Please see this page for the most up to date information regarding this post and code.
A few months ago I wrote an OpenCV version of the pose estimation algorithm found in the paper Robust Pose Estimation from a Planar Target (2006) by Gerald Schweighofer and Axel Pinz using their Matlab code from the link in the paper.
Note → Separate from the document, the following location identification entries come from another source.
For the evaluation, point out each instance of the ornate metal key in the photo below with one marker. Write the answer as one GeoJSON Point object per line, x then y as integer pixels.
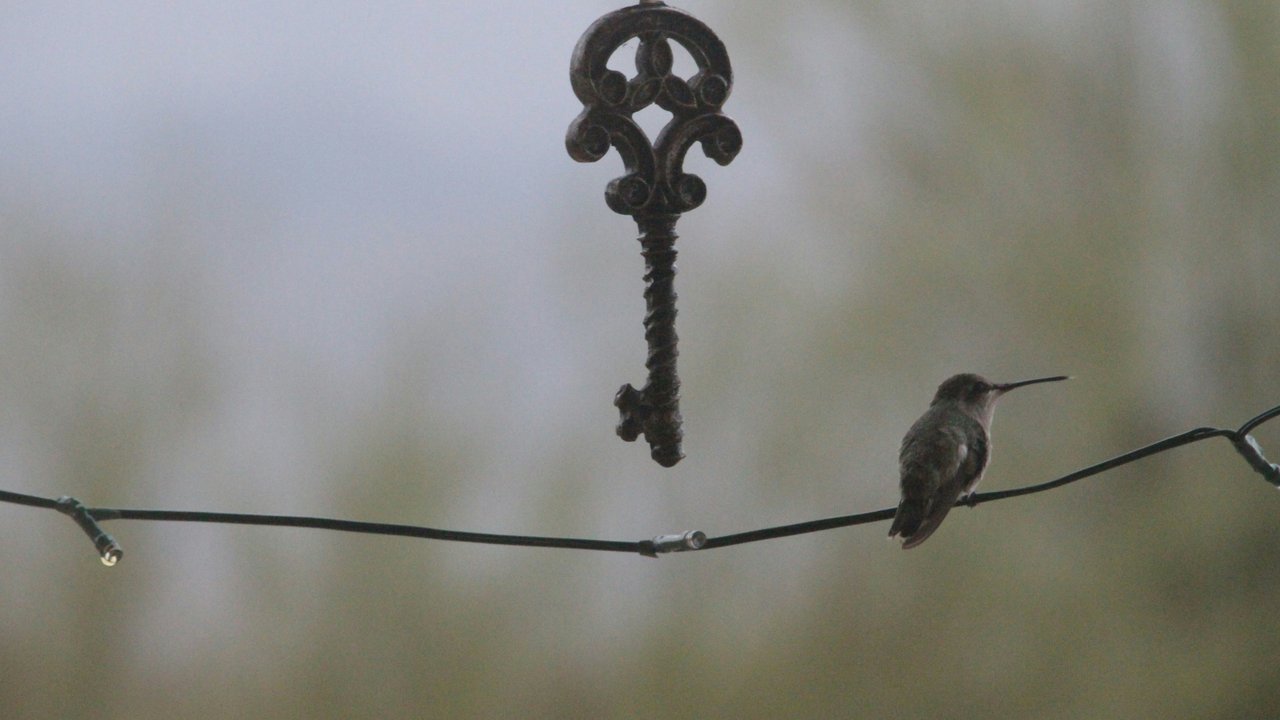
{"type": "Point", "coordinates": [654, 190]}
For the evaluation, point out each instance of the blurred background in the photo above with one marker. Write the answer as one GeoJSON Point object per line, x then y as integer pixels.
{"type": "Point", "coordinates": [333, 259]}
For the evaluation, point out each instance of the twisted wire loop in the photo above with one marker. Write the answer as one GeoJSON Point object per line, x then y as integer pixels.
{"type": "Point", "coordinates": [654, 190]}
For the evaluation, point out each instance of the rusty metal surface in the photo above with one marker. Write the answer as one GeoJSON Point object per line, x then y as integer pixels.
{"type": "Point", "coordinates": [654, 190]}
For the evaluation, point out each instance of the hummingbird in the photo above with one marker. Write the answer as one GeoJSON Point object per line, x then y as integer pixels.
{"type": "Point", "coordinates": [946, 451]}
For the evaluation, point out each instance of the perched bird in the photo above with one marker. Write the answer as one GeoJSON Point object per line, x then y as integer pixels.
{"type": "Point", "coordinates": [946, 451]}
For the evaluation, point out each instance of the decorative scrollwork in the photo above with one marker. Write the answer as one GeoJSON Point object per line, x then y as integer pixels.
{"type": "Point", "coordinates": [654, 178]}
{"type": "Point", "coordinates": [656, 188]}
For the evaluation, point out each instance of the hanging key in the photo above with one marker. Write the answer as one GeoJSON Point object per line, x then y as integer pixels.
{"type": "Point", "coordinates": [654, 190]}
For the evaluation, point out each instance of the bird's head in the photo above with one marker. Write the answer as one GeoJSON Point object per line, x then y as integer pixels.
{"type": "Point", "coordinates": [978, 395]}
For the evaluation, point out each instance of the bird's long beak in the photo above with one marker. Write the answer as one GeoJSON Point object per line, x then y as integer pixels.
{"type": "Point", "coordinates": [1005, 387]}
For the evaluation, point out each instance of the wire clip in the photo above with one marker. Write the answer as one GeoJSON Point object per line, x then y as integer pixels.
{"type": "Point", "coordinates": [108, 548]}
{"type": "Point", "coordinates": [1252, 452]}
{"type": "Point", "coordinates": [693, 540]}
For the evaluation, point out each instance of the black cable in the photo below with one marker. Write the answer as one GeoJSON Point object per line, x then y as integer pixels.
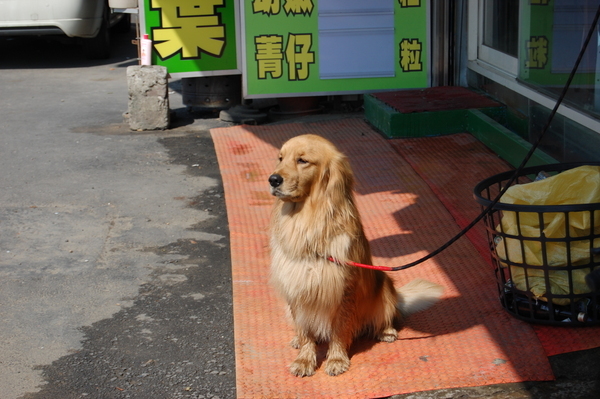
{"type": "Point", "coordinates": [525, 160]}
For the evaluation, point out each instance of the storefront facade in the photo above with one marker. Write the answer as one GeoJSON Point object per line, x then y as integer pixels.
{"type": "Point", "coordinates": [521, 53]}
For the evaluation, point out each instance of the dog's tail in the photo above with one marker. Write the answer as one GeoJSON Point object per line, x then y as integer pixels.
{"type": "Point", "coordinates": [418, 295]}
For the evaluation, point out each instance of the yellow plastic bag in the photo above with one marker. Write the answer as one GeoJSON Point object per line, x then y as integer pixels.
{"type": "Point", "coordinates": [575, 186]}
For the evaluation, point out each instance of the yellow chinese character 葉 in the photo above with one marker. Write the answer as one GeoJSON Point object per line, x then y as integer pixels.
{"type": "Point", "coordinates": [268, 7]}
{"type": "Point", "coordinates": [298, 7]}
{"type": "Point", "coordinates": [299, 56]}
{"type": "Point", "coordinates": [410, 3]}
{"type": "Point", "coordinates": [189, 27]}
{"type": "Point", "coordinates": [537, 52]}
{"type": "Point", "coordinates": [269, 55]}
{"type": "Point", "coordinates": [410, 55]}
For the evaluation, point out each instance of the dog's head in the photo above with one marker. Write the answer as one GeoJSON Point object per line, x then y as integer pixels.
{"type": "Point", "coordinates": [310, 165]}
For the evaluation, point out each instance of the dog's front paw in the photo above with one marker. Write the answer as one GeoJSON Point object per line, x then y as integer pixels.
{"type": "Point", "coordinates": [303, 368]}
{"type": "Point", "coordinates": [337, 366]}
{"type": "Point", "coordinates": [388, 335]}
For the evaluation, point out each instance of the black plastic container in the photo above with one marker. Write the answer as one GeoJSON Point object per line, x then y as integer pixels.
{"type": "Point", "coordinates": [568, 308]}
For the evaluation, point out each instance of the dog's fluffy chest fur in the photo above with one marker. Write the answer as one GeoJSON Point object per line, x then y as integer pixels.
{"type": "Point", "coordinates": [313, 286]}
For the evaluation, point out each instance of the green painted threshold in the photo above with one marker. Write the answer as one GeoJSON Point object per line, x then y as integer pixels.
{"type": "Point", "coordinates": [507, 144]}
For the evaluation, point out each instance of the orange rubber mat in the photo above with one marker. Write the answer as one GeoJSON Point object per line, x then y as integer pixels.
{"type": "Point", "coordinates": [466, 339]}
{"type": "Point", "coordinates": [452, 176]}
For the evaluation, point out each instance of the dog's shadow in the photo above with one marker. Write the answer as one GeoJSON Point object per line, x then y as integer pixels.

I originally ported it so I could play around with Augmented Reality, specifically to track a planar maker (business card). Although that project hasn’t received much attention lately I figured someone might find the pose estimation part useful. I was about to post it up last night when I came across a small bug, which took 2-3 hour to hunt down. Seems like the new OpenCV Mat class has some subtle gotchas but all good now.I checked my results with the original Matlab code and they appear numerically the same, which is always a good sign.
Look at demo.cpp to see how it works.
UPDATE: 12 March 2012
If you plan to use this for Augmented Reality applications then you should modify Line 23 in RPP.cpp from:
ObjPose(model_3D, iprts, NULL, &Rlu, &tlu, &it1, &obj_err1, &img_err1);
ObjPose(model_3D, iprts, &Rlu, &Rlu, &tlu, &it1, &obj_err1, &img_err1);
This initialise the guess of the rotation matrix to the last estimate, providing smoother and more accurate results.